POLITICS
09/06/2019 14:28 EDT | Updated 09/06/2019 14:42 EDT

Liberals Allege Andrew Scheer Will Still Pursue Private School Tax Credit If Tories Form Government

The Conservative leader has said the party won’t pursue the policy “at this time.”

Chris Young/CP
Federal Conservative Leader Andrew Scheer addresses journalists during a news conference in Toronto on Aug. 29, 2019.

Federal Liberals are accusing Andrew Scheer of planning to give a tax break to parents who send children to private schools, even though the Conservative leader has said the policy won’t be in his election platform.

During the 2017 Conservative leadership race, Scheer proposed a tax deduction of up to $4,000 per child for parents who send their kids to independent schools, and a $1,000 credit for those who homeschool their children.

However, Scheer’s office told iPolitics this summer that Tories won’t pursue the policy “at this time,” putting the blame on Liberal deficits.

And it’s those three words — “at this time” — that Liberals have seized on to launch the broadside, playing out against the backdrop of a possible teachers’ strike in battleground Ontario.

Those three words were also used by Scheer in a Toronto Star editorial board meeting this week when he was questioned about the abandoned proposal.

Scheer: Not ‘part of legislative agenda at this time’

Asked to explain his thinking around the idea, Scheer noted that parents who send their children to independent schools still pay taxes to the public system, something he described as a “financial hardship.” He said public schools benefit by still getting revenue with “fewer students to spend it on.” 

Scheer also said parents who make “huge sacrifices” to put their kids in private institutions are “in some ways” making the public system stronger.
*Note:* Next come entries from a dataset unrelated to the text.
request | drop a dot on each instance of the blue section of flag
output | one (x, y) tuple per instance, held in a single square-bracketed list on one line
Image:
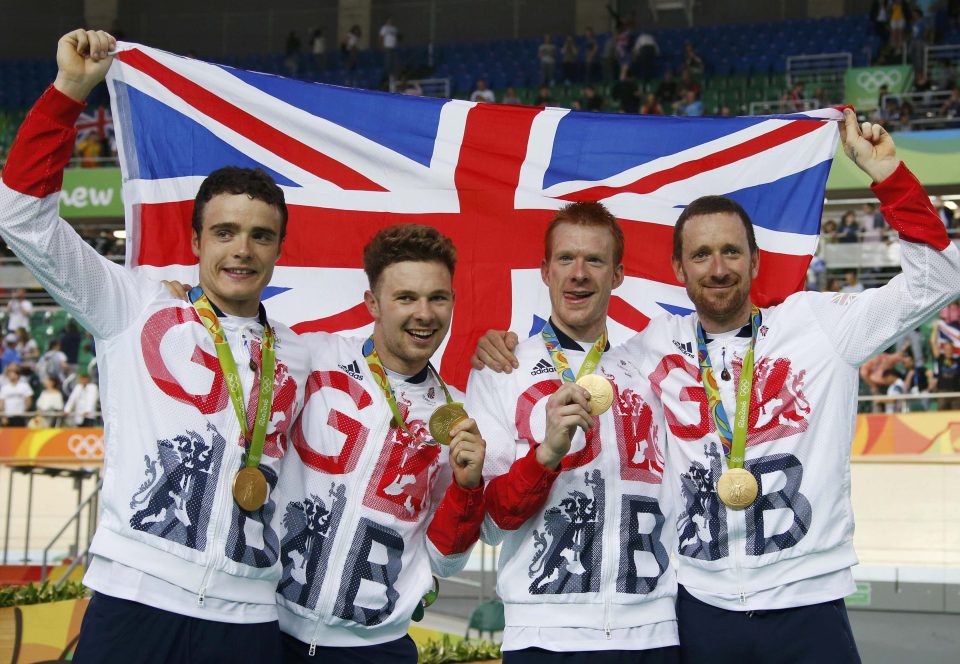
[(197, 151), (407, 125), (591, 146), (537, 325), (764, 203), (270, 291)]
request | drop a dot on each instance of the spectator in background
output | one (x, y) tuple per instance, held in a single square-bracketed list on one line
[(645, 55), (50, 402), (872, 223), (590, 52), (318, 47), (53, 363), (667, 91), (592, 101), (692, 61), (895, 388), (904, 117), (627, 92), (792, 100), (510, 97), (16, 396), (849, 229), (482, 93), (691, 105), (887, 114), (570, 57), (829, 231), (292, 54), (10, 356), (544, 97), (918, 380), (950, 108), (873, 372), (897, 23), (389, 37), (19, 309), (945, 213), (70, 340), (83, 403), (946, 373), (651, 106), (90, 149), (852, 282), (608, 61), (547, 54), (27, 347), (688, 84), (350, 48)]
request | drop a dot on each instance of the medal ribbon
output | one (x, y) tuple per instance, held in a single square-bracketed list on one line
[(734, 442), (380, 376), (268, 364), (559, 360)]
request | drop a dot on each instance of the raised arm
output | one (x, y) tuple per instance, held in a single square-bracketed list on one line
[(860, 326), (103, 296)]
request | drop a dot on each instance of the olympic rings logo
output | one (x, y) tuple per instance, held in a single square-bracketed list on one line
[(86, 446), (872, 80)]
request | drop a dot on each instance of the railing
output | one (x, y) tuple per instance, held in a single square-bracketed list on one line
[(781, 106), (428, 87), (933, 56), (90, 504), (926, 109), (820, 68)]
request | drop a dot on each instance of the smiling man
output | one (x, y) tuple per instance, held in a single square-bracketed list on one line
[(375, 508), (759, 409), (197, 399), (584, 571)]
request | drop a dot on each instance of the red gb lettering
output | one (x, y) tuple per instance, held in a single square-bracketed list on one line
[(152, 336), (694, 393), (525, 405), (405, 471), (281, 410), (355, 432), (640, 457)]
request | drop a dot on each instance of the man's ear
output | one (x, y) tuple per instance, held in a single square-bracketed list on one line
[(195, 242), (370, 300), (678, 271)]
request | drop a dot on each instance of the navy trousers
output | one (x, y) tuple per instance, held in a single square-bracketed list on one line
[(401, 651), (118, 630), (812, 634), (669, 655)]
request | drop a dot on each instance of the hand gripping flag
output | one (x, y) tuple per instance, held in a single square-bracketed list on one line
[(489, 176)]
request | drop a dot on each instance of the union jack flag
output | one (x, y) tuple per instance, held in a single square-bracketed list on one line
[(489, 176), (99, 120)]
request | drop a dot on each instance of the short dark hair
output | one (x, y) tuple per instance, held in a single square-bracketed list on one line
[(712, 205), (406, 242), (586, 213), (254, 182)]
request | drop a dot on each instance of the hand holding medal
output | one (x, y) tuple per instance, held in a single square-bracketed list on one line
[(467, 452)]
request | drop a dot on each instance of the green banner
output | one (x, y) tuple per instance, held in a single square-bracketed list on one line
[(91, 192), (863, 84)]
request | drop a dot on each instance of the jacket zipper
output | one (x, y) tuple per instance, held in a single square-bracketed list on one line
[(220, 521), (347, 518)]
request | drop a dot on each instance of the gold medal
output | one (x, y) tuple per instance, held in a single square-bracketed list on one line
[(737, 488), (445, 418), (250, 488), (601, 392)]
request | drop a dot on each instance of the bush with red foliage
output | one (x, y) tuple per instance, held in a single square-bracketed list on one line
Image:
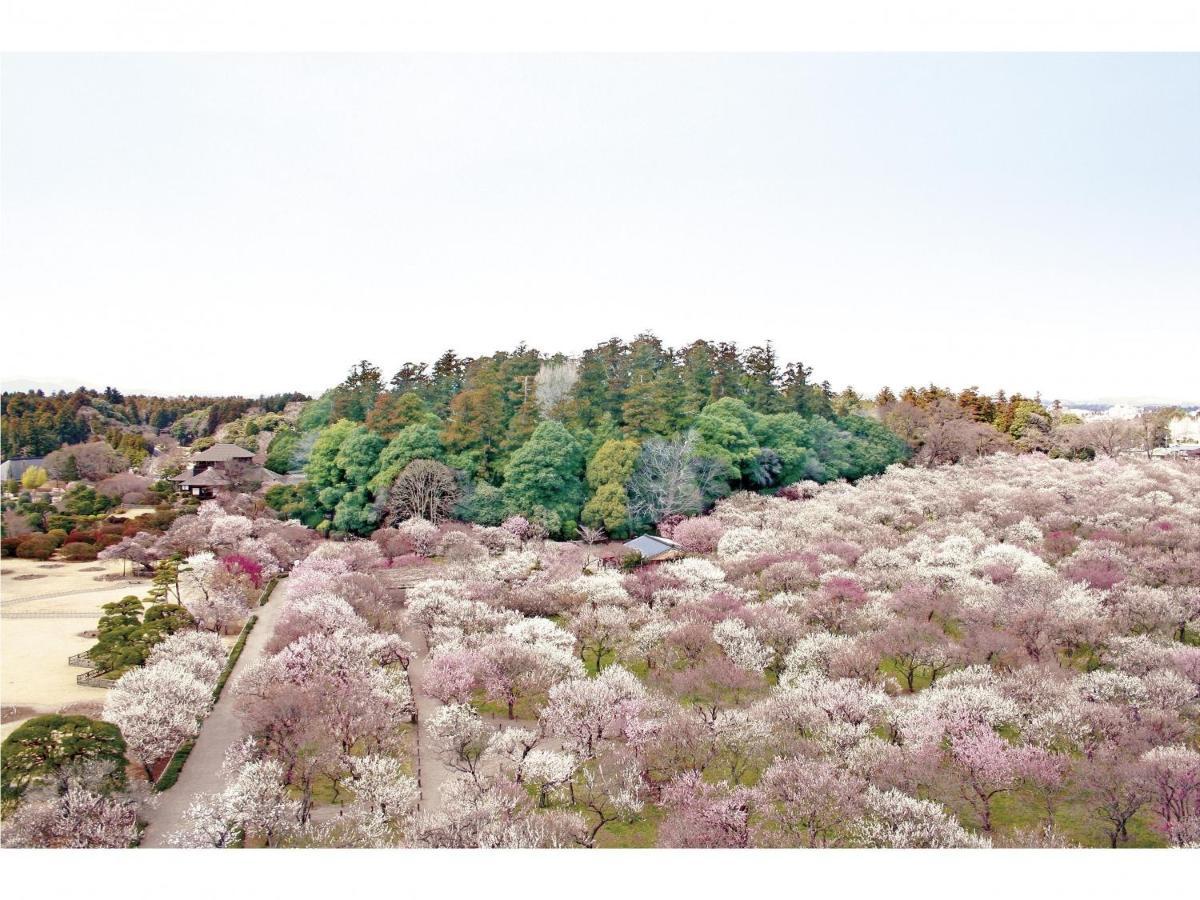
[(36, 546), (106, 540), (79, 551)]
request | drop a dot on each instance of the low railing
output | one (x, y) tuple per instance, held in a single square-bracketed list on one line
[(95, 678)]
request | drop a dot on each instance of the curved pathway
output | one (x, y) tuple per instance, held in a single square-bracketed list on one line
[(220, 731), (431, 771)]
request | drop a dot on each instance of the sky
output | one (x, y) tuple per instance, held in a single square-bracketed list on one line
[(257, 223)]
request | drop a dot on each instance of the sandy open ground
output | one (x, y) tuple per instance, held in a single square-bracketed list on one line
[(41, 624)]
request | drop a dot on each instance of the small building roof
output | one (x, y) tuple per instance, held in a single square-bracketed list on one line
[(15, 466), (652, 546), (223, 453), (209, 478)]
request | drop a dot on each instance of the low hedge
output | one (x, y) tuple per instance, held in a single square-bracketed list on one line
[(234, 654), (171, 774), (268, 591)]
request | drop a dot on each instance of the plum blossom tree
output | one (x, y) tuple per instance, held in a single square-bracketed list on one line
[(807, 803), (78, 815), (897, 820), (705, 815), (157, 707)]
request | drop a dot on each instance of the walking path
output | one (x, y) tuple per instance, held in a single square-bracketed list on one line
[(221, 730), (431, 771)]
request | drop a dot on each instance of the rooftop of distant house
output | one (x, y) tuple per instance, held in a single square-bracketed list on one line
[(223, 453), (652, 546)]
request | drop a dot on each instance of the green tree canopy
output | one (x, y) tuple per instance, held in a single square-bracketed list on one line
[(547, 472), (37, 749)]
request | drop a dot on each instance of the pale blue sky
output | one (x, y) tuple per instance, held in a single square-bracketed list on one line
[(257, 223)]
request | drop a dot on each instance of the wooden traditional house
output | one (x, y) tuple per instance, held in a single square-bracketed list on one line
[(653, 547), (223, 467)]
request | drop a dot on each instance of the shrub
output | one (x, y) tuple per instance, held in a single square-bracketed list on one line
[(171, 774), (699, 535), (79, 551), (36, 546), (234, 654), (41, 747)]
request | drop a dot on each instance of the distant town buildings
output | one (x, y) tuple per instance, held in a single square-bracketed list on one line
[(12, 469), (1185, 429)]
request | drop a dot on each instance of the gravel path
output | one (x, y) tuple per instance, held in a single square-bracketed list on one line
[(221, 730), (432, 773)]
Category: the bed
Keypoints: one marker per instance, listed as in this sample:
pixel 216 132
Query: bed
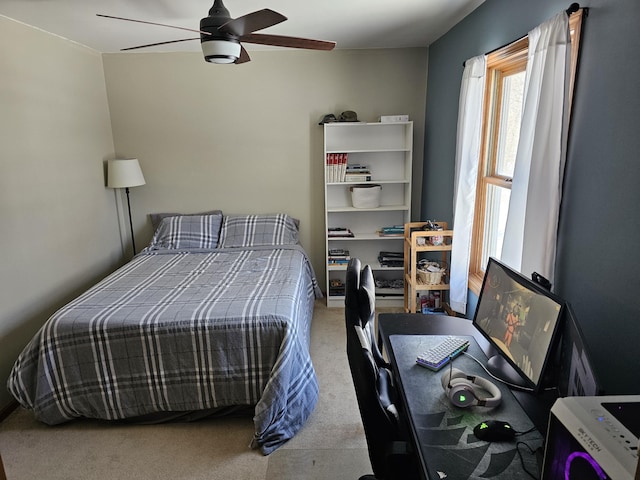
pixel 214 314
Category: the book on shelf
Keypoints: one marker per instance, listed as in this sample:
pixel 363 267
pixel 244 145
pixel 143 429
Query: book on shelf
pixel 338 261
pixel 336 165
pixel 391 259
pixel 339 232
pixel 357 167
pixel 393 230
pixel 383 233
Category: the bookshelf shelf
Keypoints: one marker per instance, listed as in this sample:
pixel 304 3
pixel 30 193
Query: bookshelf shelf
pixel 385 152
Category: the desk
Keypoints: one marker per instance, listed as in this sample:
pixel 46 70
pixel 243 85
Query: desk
pixel 442 433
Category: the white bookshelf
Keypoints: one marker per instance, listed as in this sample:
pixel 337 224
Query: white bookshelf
pixel 387 149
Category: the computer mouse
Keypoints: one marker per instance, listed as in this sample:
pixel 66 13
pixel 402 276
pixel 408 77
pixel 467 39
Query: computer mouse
pixel 494 431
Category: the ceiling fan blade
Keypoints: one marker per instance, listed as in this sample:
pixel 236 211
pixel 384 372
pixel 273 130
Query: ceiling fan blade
pixel 244 56
pixel 159 43
pixel 252 22
pixel 291 42
pixel 152 23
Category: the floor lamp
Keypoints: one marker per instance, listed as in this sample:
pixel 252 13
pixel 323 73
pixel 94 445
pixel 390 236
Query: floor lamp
pixel 124 174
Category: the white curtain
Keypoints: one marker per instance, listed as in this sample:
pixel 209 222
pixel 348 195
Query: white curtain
pixel 466 175
pixel 532 221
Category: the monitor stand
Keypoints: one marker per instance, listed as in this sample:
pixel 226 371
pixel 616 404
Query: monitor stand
pixel 503 370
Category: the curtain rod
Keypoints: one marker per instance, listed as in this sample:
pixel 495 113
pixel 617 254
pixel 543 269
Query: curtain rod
pixel 573 8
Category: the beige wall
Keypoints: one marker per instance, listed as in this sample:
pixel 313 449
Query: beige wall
pixel 245 138
pixel 59 231
pixel 238 138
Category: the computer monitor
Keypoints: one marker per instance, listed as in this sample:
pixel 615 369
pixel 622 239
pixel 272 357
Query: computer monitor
pixel 520 319
pixel 576 375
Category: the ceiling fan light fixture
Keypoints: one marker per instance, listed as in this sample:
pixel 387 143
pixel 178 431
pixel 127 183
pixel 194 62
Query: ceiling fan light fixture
pixel 221 51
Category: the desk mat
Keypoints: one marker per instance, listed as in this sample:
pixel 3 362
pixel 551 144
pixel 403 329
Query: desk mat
pixel 450 449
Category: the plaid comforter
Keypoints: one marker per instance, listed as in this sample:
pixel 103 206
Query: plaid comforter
pixel 176 332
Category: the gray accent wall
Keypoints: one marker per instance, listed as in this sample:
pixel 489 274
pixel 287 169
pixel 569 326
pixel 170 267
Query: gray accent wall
pixel 599 233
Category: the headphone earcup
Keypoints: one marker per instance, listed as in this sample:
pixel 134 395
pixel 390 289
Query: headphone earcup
pixel 462 389
pixel 462 393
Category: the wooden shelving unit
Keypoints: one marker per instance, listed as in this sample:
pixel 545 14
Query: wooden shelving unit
pixel 416 241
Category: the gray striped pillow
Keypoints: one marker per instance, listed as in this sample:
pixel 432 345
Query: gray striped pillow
pixel 257 230
pixel 187 231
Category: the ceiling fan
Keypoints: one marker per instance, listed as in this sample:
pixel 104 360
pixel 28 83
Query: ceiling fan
pixel 220 35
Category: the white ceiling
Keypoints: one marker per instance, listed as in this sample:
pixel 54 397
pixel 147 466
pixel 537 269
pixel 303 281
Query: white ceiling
pixel 350 23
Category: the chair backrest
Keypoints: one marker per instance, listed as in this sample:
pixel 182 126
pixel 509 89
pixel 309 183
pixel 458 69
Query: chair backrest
pixel 351 296
pixel 367 307
pixel 373 381
pixel 3 476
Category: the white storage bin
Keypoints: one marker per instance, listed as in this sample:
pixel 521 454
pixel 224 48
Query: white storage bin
pixel 365 196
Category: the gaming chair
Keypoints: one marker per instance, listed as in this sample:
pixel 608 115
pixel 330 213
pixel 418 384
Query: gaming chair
pixel 373 382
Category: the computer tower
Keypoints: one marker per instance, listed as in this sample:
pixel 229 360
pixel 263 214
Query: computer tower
pixel 593 438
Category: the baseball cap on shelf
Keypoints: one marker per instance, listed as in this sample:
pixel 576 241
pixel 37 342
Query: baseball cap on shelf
pixel 348 116
pixel 328 118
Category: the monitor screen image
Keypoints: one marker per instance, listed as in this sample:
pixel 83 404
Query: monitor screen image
pixel 520 319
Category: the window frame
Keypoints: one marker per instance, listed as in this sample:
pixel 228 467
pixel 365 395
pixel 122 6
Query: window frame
pixel 504 61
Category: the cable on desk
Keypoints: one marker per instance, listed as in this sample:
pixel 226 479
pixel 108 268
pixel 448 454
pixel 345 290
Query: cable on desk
pixel 512 385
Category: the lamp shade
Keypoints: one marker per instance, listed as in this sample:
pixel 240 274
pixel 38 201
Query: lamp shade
pixel 124 173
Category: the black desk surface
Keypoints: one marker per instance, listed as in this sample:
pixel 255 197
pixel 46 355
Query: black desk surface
pixel 442 432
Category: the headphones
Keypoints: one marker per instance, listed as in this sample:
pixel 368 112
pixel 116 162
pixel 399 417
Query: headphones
pixel 462 389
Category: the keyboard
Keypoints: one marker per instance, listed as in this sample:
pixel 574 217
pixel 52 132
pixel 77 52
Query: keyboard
pixel 439 355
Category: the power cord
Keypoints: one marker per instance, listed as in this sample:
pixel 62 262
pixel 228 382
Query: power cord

Yet the Tory leader said his party is focused on tax relief for Canadians that will be as “broad-based” as possible.

“Given the financial situation that we’re going to inherit, the fiscal mess that we’re going to take over from, we’ve decided not to pursue it at this time because there are some other tax-relief measures that we believe will impact a larger number of parents, a larger number of young families, be more universal in their application and help them with… other aspects of the costs of raising kids,” he said.

Asked if he would consider bringing the policy back into play later, Scheer said: “It won’t be part of our legislative agenda at this time and anything in the future… I’d be speculating to say right now.”

The exchange can be seen in the Toronto Star video below:

 

Employment Minister Patty Hajdu, who represents a Thunder Bay riding, accused Scheer of “doubling down” on the scrapped idea in a media release Friday.

“Public schools are at the core of Canada’s economy. Conservative politicians don’t understand that. That’s why Andrew Scheer would weaken Canada’s public education system with a reckless plan to fund private schools,” Hajdu said in the release. 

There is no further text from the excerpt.